Festival in Nigeria by the Yorubas

Ogun Festival is an annual festival observed by the Yoruba people of Ondo State, Nigeria in honour of Ogun, a warrior and powerful spirit of metal work believed by the Yoruba to be the first god to arrive on earth.

==History==

According to Yoruba mythology, Ogun was a King and the father of Oranmiyan, and the first person to arrive on earth; he used a cutlass and a dog to clear the road for the arrival of other deities. He is also said to have given the finishing touches to the first set of humans created by Obatala, the Yoruba god of creation.
His festival is usually held around August or September in Ondo State and parts of Ekiti state.

==Preparation==

Preparation for the festival begin seventeen days in advance. The chief priest announces the sighting of the new moon (which must be sighted before beginning the festival) by blowing the upe (local trumpet) for seven days. Nine days after the sighting of the new moon, the king sends an emissary to officially announce the ceremony. Preparations for the festival include the repairing of bridges and clearing of footpaths. The festival continues with a vigil called Ilagun, Asoro or aisun ogun which takes place three days before the Ogun day. The blacksmiths of the city of Ife donate new cutlasses, hoes and bell gongs, and the shrine is beautified with palm fronds, cowries and other items.
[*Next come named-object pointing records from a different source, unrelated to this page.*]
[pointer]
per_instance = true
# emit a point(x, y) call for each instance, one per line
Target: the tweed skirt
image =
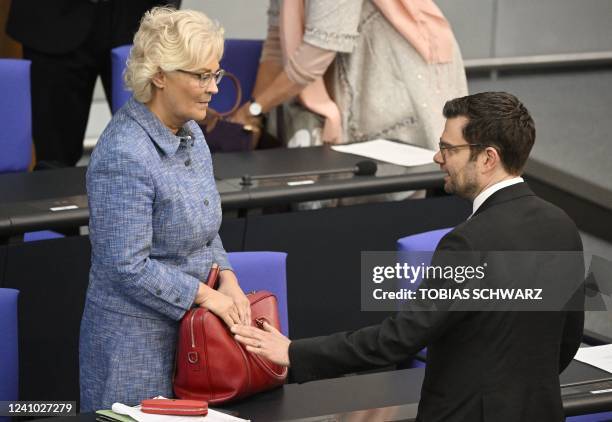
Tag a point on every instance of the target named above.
point(123, 358)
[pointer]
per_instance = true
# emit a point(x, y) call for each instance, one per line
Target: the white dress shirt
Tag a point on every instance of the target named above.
point(484, 195)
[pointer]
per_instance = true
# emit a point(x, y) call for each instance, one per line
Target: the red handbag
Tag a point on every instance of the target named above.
point(211, 365)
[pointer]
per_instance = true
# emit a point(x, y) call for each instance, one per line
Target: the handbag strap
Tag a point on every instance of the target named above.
point(213, 275)
point(236, 105)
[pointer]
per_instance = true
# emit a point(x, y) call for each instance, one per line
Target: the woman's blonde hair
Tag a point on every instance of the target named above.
point(170, 39)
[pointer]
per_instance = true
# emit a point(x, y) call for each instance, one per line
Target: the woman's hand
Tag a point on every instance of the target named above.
point(229, 286)
point(219, 304)
point(268, 343)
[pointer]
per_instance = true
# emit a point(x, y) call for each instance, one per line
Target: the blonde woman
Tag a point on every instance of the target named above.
point(154, 215)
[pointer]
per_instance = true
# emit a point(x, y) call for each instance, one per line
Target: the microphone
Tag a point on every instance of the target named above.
point(362, 168)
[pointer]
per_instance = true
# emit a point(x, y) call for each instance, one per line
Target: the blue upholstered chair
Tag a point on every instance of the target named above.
point(241, 57)
point(15, 116)
point(420, 242)
point(426, 241)
point(264, 271)
point(41, 235)
point(9, 363)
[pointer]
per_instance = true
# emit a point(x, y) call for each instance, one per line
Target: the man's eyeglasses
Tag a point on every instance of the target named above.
point(445, 148)
point(206, 77)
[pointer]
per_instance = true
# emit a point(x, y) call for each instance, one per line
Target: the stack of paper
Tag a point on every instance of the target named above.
point(390, 152)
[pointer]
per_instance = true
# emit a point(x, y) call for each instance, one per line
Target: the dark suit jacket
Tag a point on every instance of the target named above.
point(60, 26)
point(481, 366)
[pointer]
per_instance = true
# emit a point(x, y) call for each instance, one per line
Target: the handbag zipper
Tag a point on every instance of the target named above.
point(191, 327)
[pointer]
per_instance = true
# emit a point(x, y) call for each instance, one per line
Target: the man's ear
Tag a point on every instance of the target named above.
point(492, 158)
point(159, 80)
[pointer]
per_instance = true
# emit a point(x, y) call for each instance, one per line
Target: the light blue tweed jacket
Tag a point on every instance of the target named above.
point(154, 218)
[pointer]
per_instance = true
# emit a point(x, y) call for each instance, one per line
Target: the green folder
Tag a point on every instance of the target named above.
point(110, 416)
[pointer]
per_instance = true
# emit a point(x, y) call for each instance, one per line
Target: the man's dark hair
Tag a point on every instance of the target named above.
point(496, 119)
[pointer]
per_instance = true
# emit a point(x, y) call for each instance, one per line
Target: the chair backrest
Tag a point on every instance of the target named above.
point(9, 362)
point(15, 115)
point(264, 271)
point(422, 242)
point(241, 57)
point(416, 250)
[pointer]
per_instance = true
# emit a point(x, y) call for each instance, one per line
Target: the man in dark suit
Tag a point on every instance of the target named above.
point(481, 366)
point(69, 43)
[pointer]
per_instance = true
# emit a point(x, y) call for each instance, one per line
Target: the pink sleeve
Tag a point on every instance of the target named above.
point(271, 50)
point(308, 63)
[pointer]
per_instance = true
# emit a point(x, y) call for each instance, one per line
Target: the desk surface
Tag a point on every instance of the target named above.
point(389, 396)
point(26, 198)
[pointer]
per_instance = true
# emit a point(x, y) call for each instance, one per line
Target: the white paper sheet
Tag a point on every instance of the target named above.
point(134, 412)
point(598, 356)
point(389, 151)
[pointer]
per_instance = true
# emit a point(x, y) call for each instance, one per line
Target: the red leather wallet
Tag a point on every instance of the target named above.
point(174, 407)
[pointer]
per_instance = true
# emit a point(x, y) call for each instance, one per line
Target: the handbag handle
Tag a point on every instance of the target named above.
point(236, 105)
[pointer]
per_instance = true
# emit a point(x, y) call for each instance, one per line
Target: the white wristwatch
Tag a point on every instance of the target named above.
point(255, 109)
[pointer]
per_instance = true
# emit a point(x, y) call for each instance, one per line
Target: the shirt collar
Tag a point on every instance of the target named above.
point(167, 141)
point(485, 194)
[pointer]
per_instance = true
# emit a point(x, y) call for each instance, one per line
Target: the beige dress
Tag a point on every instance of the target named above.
point(382, 86)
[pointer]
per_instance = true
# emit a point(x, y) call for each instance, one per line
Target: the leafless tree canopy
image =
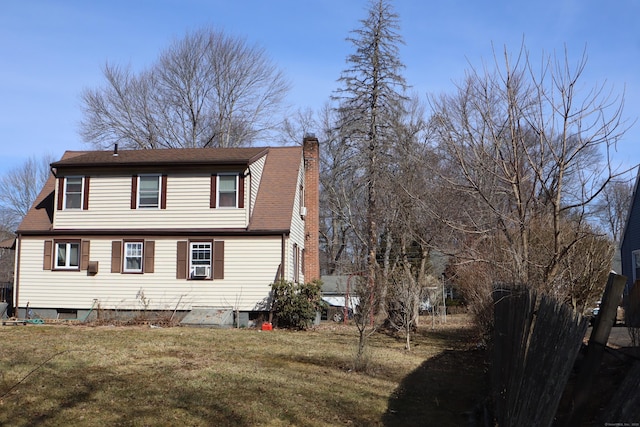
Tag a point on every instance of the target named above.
point(19, 189)
point(528, 153)
point(205, 90)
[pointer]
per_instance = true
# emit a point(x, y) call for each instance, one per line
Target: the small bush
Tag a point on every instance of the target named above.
point(295, 304)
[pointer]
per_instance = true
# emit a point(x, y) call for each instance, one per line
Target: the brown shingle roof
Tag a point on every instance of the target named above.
point(274, 204)
point(169, 156)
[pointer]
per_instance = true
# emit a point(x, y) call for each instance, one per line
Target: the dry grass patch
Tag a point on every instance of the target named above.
point(85, 376)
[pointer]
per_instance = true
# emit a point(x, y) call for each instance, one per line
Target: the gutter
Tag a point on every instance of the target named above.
point(16, 276)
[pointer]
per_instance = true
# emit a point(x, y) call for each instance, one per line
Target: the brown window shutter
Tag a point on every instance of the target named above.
point(116, 256)
point(163, 194)
point(214, 191)
point(48, 247)
point(241, 192)
point(181, 261)
point(218, 259)
point(60, 192)
point(134, 191)
point(84, 261)
point(149, 255)
point(85, 201)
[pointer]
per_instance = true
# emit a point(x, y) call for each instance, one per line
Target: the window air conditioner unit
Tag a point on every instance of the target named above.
point(201, 271)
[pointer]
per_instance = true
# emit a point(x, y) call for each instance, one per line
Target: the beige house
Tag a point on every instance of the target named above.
point(169, 230)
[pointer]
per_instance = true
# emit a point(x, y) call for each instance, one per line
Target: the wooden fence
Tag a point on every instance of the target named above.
point(535, 344)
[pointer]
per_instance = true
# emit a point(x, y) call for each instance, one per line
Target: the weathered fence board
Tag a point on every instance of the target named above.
point(536, 341)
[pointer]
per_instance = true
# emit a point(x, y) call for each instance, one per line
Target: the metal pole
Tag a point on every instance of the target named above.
point(444, 301)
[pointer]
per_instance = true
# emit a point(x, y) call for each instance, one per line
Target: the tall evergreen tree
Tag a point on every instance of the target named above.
point(371, 96)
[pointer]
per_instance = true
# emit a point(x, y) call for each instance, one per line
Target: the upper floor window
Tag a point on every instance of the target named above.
point(132, 257)
point(73, 192)
point(200, 262)
point(227, 191)
point(149, 191)
point(68, 255)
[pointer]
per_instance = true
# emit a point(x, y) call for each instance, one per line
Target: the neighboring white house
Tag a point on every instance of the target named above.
point(169, 229)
Libation is then poured, a ritual dance is conducted around the shrine, and prayers are offered. Dogs are prepared for sacrifice.

==Festivity==
The festival reaches a frenzy during the last three days. The dog which is the main centre of the festival is slaughtered on the first of these days. Two people moving in opposite directions pull the dog towards themselves hence forcing it to a slow and painful death. Sometimes the High priest kills the dog by striking it with a machete before it actually dies. The blood of the dog is then mixed with salt, kolanuts, palm wine and palm oil, and poured over the working tools of the worshipers which are gathered in a bowl; this is believed to protect them from trouble and bring about abundant profits. Ogun is the patron of those who make use of metals in their everyday work, such as blacksmith, drivers, mechanics and surgeons. The festival can also be held anywhere as the high priest sometimes celebrates the festival at Abuja without not following the usual seventeen-day order.